On the lands BICE owns, after restoration is complete, we open public access to them for recreational purposes such as hiking, camping, biking, horseback riding, etc.

EDUCATIONAL

For the scientific community, the restored lands are also open to scientists and educational groups conducting field research such as paleontological excavation, archeological excavation, animal, plant, fungi, and soil specimen collection, and camera trap-setting among many other things.

For the purposes of further education and scientific research, BICE also will help counties (and similar regional sub-divisions), community/junior colleges and universities plan, design, and build natural history museums with collections and repositories for paleontological, contemporary zoological, and herbarium/contemporary botanical specimens and material. When animals at our facilities die, the remains would be sent to an appropriate local junior college or university to assist in the planning, development, and construction of their natural history museum and its collections.

We also believe that the community should have a more profound education on wildlife. When going to a zoo, most people do not know what they are looking at or are not aware that there are a number of other species and their subspecies that exist in the world, with only subtle variations of those most obvious features. This is why BICE has come to an extensive list of nature-focused, on-site schools and programs at each facility.

- On-Site Nature Preschools (similar to the Environmental Nature Center (ENC) of Newport Beach, CA and the Will Smith Zoo School at the San Antonio Zoo in San Antonio, TX).

- After-School Programs (in coordination with local schools and school bussing transportation).

- Nature Summer Day-Camps (similar to 'zoo camps') and park sleepovers.

- College/University Internship and Exchange Programs in cooperation with the individual schools.

- Private or public art classes.

- A trade/vocational school for adults interested in zoo animal care and management.

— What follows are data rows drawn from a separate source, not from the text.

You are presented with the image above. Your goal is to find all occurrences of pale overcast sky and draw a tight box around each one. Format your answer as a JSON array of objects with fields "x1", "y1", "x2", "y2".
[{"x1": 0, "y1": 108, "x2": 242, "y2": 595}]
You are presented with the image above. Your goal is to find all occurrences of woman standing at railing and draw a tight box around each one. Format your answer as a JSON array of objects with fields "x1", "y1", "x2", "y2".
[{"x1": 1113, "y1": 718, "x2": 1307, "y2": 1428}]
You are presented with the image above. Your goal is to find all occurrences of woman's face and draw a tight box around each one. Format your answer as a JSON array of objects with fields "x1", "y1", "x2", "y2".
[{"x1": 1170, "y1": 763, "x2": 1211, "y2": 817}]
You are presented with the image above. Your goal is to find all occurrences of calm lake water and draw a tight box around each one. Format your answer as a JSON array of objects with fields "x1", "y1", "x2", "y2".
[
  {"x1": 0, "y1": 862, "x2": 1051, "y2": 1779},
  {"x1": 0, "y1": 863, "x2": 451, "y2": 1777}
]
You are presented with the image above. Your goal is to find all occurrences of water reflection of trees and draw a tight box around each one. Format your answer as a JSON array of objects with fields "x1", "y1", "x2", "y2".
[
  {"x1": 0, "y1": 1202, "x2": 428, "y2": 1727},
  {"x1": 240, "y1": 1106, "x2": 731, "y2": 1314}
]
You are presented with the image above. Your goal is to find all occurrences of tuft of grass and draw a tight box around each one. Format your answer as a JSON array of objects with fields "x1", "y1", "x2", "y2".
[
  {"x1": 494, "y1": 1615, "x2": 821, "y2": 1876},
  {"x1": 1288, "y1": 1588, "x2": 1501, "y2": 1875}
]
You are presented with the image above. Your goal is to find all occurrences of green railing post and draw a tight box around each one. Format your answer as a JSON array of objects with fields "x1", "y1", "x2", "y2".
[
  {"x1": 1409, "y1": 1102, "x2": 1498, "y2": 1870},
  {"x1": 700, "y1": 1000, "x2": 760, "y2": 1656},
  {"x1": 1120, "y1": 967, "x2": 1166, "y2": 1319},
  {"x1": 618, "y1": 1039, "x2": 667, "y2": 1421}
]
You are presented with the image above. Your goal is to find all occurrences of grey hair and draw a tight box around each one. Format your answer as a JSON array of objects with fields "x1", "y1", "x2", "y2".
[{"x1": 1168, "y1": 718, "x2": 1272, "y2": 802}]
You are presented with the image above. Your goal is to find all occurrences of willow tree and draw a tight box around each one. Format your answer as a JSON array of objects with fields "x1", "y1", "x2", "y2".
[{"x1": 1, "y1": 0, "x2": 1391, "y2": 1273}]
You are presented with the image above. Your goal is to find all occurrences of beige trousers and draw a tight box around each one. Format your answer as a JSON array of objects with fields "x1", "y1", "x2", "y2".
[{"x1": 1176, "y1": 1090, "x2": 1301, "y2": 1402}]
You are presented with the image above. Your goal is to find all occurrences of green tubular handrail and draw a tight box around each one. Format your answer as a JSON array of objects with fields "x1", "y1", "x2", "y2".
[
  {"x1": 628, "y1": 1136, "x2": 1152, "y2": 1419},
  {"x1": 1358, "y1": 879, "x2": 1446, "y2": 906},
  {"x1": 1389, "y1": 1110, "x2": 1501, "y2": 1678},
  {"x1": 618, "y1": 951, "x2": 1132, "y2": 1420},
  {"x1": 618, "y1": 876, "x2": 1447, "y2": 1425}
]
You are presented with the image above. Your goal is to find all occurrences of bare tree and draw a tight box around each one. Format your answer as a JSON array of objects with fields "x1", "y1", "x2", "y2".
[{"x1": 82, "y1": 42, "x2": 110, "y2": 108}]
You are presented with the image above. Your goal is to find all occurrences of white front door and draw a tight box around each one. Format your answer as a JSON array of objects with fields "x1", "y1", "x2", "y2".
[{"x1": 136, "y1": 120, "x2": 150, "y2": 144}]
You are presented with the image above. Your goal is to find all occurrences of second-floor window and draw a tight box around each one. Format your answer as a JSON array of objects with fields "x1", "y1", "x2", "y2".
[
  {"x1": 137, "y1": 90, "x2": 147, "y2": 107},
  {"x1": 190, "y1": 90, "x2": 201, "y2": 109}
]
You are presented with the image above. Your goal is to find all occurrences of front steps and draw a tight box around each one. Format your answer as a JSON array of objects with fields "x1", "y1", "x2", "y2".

- A joint animal care and management program in cooperation with local colleges or universities.

- Citizen Science Classes (local citizens participate in scientific research projects under the direction of a professional scientist).

- Each BICE facility on an annual basis will offer a group trip to a locality where taxa at collection are native. There will be citizen science instruction on the trip.

- Lectures, debates, panel discussions, related documentary films, art and photography classes and citizen science classes hold within our facilities.

We will also offer customized guided tours from a list of topics that you and/or your group can choose from. These tours would be given by an education specialist, on-site animal care and management trade schools which would qualify students for employment as an animal keeper at the institute where the course was taken.

BICE facilities will offer both domestic and foreign guided group travel experiences to relevant wilderness areas where taxa featured at that facility are native.

ENTERTAINMENT

Depending upon the size of the facility, a food court, coffee shop, snack shop or vending area will be available. Most BICE facilities will offer a unique dining experience with an on-site restaurant featuring views of at least one of the animal taxa within the collection.

Menu items will be based on recipes submitted by members of the local community, using organic, locally grown (farmed and ranched) ingredients as well as a menu for culinary creations from the regions to which animals in the collection are native.

Our facilities will have event and entertainment opportunities in the form of concerts (with special native/cultural music) held in the lecture hall, event bookings (weddings, birthdays, bar mitzvahs, memorial services, corporate events, twelve step meetings etc.) in designated areas where animals and guests will not be disturbed.